You are interested in walking and believe me – I feel ya! You need somewhere to walk. I get it. I did it constantly. When we moved to this area originally, Isaac was almost a year old. No longer beholden to the “hometown” feel of that cutesy little hamlet 5 miles away that we tried in vein to fit into, I discovered that here in the scratchy part of town, people were kind in ordinary ways.
Like when I bought a portable crib from Jenny's Thrift Shop... Jenny, a Korean woman in her 50's with round cheeks and a heavy accent, questioned me sternly. “How you come here?” “Walked,” I told her. “How you get this home?” “Um, carry it?” I tried. “No! Too heavy!” she spat, pushing a pad of paper toward me. “You write down address. I deliver. Tonight!”

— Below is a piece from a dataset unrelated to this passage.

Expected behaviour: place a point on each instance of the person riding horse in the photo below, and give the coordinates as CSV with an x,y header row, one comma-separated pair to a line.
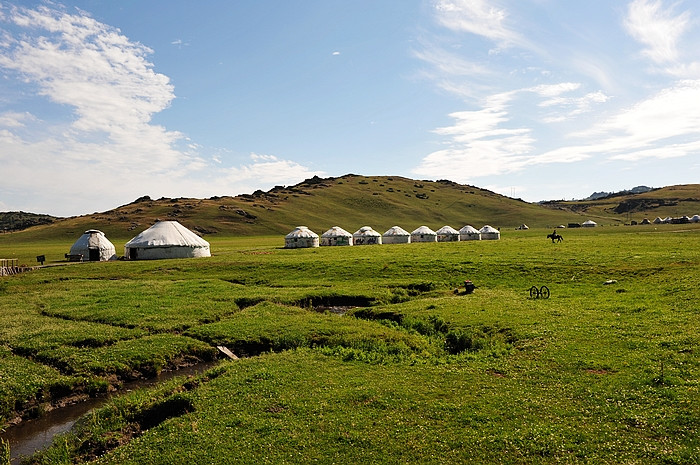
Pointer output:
x,y
555,236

Then there was the bookcase we bought from the garage sale in the neighborhood. Mike was with me, Isaac was in the stroller. “He can put that in the truck and drive it over for you,” the woman said indicating her husband. It was a small bookcase. “I think we can carry it,” we both assured her. “And push the baby?!” Her inflection was sharp. She threw her wrist out letting her hand flop forward, her other hand on her hip. “Henry! Put that in the truck for her!” she commanded. And Henry did. I gave him our address just a few blocks down the hill. “I'll be along,” Henry told us. Half way home there was Henry and the truck and the bookcase beside us. I repeated the street number of our place into the window. Henry stared at me. I got in. When he delivered me and the bookcase to my door he instructed, “Now you just get yourself a break until those boys of yours get here.”
Well, that's our little neighborhood in a nutshell. There's a whole lot of shit that I'd change. We're just your average place, really. If you think you're up for it, maybe we can be neighbors.

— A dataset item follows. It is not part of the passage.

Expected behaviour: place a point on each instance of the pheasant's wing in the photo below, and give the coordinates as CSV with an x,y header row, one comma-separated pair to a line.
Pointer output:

Oh? What's that? Safe to walk at night? It's complicated, ma'am. Really. That's a whole other ball game and I have to go. I'm going to be late to pick up my guy and you've never seen him when I'm the last mama there – all hang-dog eyes, the word “abandoned” plastered across his forehead – it's terrible! I'm sorry that we didn't get a chance to really talk.
3 comments:
I so hear you about your neighborhood. We live uptown a bit. Here it's mostly blue collar retirees, many of them veterans. But there is a housing project just across the way with lots of Russian residents and downtown has lots of problems. It is complicated.
I like your phrase about how people are kind in ordinary ways. That's so well said. That's how I feel about my town; my community. It's not some oasis. It's real American here, for better and for worse.
Ah - Gina got here before me I see. She must be working on my list right now. Go to my blog.
I love this post, Kit. It's really a good one! The one before it too.
Totally publishable. Get this one in a magazine or local paper before some hack plagerizes it.